Andrew Kerr of the Washington Free Beacon highlights a new piece of the Democratic Party’s election apparatus.

It has no website, no employees, and its books are in the care of a powerful green consulting firm with close ties to the White House. It has also flooded Democratic groups with more than $35 million in untraceable cash since 2020, all while evading public detection—until now.

The Civic Involvement Fund has operated from the shadows from an apartment unit in Brooklyn since launching in 2019. That’s thanks in part to a novel spending strategy that sets the group apart from most other spokes in the Democratic Party’s ever-growing dark money network. During off-election years, the 501(c)(4) group does nothing but rake in huge sums of cash from one or two anonymous donors. Those funds collect dust until election years, when the Civic Involvement Fund dumps its entire bankroll into groups dedicated to defeating Republicans at the ballot box.

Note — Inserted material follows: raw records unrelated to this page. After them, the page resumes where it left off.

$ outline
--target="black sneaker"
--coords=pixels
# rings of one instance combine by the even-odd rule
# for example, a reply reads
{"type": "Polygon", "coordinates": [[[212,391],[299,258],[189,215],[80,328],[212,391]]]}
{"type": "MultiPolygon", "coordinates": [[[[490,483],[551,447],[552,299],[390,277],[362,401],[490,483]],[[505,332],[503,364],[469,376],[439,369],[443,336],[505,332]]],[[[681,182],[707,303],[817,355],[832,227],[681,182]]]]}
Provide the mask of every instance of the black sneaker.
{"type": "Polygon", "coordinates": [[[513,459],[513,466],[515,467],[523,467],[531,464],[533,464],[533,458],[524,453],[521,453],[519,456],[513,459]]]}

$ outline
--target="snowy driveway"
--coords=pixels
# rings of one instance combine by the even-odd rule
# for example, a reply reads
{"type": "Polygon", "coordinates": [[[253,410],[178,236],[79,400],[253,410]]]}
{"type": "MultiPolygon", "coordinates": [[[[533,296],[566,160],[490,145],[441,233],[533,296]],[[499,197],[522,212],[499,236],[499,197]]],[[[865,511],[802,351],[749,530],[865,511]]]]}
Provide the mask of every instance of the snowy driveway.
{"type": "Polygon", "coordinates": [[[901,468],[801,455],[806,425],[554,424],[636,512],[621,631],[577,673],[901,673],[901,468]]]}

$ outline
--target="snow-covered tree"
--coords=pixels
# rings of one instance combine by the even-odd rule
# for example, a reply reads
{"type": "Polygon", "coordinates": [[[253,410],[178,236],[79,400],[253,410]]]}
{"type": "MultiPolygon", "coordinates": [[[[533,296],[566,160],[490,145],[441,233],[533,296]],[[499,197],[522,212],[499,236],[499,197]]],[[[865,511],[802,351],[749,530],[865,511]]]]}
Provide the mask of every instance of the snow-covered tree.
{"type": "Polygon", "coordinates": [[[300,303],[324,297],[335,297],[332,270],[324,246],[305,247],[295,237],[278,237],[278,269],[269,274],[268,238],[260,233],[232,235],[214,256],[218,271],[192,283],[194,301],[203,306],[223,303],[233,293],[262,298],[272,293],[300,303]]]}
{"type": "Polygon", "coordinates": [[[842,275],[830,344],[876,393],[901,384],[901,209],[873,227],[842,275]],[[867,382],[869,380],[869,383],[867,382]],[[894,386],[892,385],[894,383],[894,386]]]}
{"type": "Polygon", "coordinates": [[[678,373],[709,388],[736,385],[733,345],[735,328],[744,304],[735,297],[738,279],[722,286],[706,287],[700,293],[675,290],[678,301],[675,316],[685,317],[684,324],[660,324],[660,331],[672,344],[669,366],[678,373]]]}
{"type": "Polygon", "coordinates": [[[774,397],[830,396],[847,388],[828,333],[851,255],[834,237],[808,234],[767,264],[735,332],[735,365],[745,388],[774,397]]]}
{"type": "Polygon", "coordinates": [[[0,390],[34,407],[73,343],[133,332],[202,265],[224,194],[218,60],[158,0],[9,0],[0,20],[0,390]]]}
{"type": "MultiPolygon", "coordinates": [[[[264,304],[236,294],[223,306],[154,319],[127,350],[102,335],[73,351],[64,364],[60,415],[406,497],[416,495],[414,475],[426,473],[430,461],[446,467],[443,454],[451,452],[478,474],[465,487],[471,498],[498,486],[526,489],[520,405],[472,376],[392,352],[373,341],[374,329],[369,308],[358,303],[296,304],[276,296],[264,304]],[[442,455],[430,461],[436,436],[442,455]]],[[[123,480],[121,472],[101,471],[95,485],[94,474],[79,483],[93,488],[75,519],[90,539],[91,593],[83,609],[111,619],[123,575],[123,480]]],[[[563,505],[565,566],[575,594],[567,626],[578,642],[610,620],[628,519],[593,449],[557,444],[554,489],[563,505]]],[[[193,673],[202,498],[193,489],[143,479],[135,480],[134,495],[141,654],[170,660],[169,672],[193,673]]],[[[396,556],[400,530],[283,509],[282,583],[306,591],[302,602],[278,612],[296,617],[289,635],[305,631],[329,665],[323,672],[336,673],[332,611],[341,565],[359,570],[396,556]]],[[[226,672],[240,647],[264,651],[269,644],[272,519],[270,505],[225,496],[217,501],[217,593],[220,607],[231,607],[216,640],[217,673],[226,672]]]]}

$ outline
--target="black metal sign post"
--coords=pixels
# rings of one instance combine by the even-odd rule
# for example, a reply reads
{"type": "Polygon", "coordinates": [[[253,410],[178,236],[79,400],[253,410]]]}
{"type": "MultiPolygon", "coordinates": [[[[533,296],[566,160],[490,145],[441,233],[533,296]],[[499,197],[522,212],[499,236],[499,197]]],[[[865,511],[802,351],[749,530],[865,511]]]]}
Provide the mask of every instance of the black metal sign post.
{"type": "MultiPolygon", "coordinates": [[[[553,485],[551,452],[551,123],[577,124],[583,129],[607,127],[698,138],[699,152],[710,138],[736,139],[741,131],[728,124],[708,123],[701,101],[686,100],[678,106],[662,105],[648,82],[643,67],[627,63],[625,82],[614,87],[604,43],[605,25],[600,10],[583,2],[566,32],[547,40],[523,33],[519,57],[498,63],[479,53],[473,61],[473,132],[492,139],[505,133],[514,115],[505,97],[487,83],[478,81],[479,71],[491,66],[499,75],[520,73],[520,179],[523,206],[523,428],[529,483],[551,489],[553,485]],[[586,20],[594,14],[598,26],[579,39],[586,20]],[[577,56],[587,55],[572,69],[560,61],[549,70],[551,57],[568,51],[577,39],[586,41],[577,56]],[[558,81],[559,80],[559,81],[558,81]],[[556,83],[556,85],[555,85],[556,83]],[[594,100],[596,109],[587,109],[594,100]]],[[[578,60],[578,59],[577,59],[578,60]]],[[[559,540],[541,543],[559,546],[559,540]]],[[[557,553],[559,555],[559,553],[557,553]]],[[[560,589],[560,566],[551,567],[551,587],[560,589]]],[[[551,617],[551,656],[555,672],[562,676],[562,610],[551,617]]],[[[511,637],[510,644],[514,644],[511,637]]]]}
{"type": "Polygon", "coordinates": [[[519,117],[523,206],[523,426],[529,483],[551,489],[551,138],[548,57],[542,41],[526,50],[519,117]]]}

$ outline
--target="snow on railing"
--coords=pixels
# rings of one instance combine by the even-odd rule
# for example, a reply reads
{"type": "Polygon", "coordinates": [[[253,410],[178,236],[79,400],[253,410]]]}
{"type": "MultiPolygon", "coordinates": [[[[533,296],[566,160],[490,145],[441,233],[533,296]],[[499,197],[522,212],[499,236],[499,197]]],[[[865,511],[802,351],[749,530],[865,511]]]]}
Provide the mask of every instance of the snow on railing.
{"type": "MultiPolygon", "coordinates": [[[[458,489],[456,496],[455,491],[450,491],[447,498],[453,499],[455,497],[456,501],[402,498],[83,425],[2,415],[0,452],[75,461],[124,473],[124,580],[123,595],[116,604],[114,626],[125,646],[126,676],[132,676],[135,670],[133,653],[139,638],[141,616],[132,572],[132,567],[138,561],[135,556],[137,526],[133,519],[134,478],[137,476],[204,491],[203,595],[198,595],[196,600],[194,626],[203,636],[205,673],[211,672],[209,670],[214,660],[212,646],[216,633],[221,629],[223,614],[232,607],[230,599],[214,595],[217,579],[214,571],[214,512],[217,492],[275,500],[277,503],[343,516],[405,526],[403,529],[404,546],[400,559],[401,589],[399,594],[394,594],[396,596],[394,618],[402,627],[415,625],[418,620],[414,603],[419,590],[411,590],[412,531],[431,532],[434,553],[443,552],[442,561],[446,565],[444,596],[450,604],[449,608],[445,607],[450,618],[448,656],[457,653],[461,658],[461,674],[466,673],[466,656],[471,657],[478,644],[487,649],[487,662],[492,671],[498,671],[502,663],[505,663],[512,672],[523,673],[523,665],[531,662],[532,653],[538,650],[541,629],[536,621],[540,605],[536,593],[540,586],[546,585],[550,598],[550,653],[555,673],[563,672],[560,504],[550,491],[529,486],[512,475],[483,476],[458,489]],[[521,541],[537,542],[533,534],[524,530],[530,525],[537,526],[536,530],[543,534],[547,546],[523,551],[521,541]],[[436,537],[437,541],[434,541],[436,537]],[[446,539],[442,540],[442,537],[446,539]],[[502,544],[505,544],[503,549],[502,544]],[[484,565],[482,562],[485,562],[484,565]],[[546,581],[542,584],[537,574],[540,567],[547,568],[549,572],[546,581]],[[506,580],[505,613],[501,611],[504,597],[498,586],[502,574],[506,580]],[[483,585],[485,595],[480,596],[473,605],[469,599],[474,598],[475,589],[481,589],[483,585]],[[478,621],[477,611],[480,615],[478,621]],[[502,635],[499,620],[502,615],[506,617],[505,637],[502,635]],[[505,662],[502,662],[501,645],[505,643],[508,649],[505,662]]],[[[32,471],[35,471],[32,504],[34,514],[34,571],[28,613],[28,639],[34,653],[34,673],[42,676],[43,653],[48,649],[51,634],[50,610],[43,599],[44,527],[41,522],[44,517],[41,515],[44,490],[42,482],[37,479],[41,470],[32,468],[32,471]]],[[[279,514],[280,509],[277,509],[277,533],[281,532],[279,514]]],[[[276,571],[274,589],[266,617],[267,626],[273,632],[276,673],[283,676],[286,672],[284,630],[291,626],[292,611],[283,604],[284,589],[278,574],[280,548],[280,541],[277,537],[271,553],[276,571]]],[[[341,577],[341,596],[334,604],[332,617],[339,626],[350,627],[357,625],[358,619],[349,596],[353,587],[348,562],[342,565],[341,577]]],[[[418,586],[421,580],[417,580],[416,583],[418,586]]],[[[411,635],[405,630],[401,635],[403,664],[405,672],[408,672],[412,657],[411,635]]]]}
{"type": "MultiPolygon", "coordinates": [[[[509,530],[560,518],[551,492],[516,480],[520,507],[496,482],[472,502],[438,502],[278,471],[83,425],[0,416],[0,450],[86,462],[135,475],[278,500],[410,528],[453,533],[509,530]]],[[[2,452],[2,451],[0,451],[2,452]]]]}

The Civic Involvement Fund has so far evaded public scrutiny, but its efforts likely haven’t gone unnoticed by the Biden White House. The fund has three unpaid board members, two of whom—Kathleen Welch and William Roberts—are principals of Corridor Partners, a for-profit consulting firm dedicated to supporting green energy policies. The third board member, Shelley Hearne, is Welch’s spouse. Collectively, the fund’s three board members have logged 60 visits to the Biden White House since October 2021, including a dozen meetings with Biden climate envoy John Podesta, according to public visitor logs reviewed by the Washington Free Beacon.

The Civic Involvement Fund got its start with a single anonymous $10.7 million contribution in its 2019 tax year. The following year—amid a presidential election—the group passed its entire bankroll over to five groups, including the dark money affiliate of Priorities USA Action, a major Democratic super PAC. The fund did nothing else aside from giving out the money it received the prior year—it had zero employees, reported $0 worth of expenses, and raised just $2,550 in its 2020 tax year.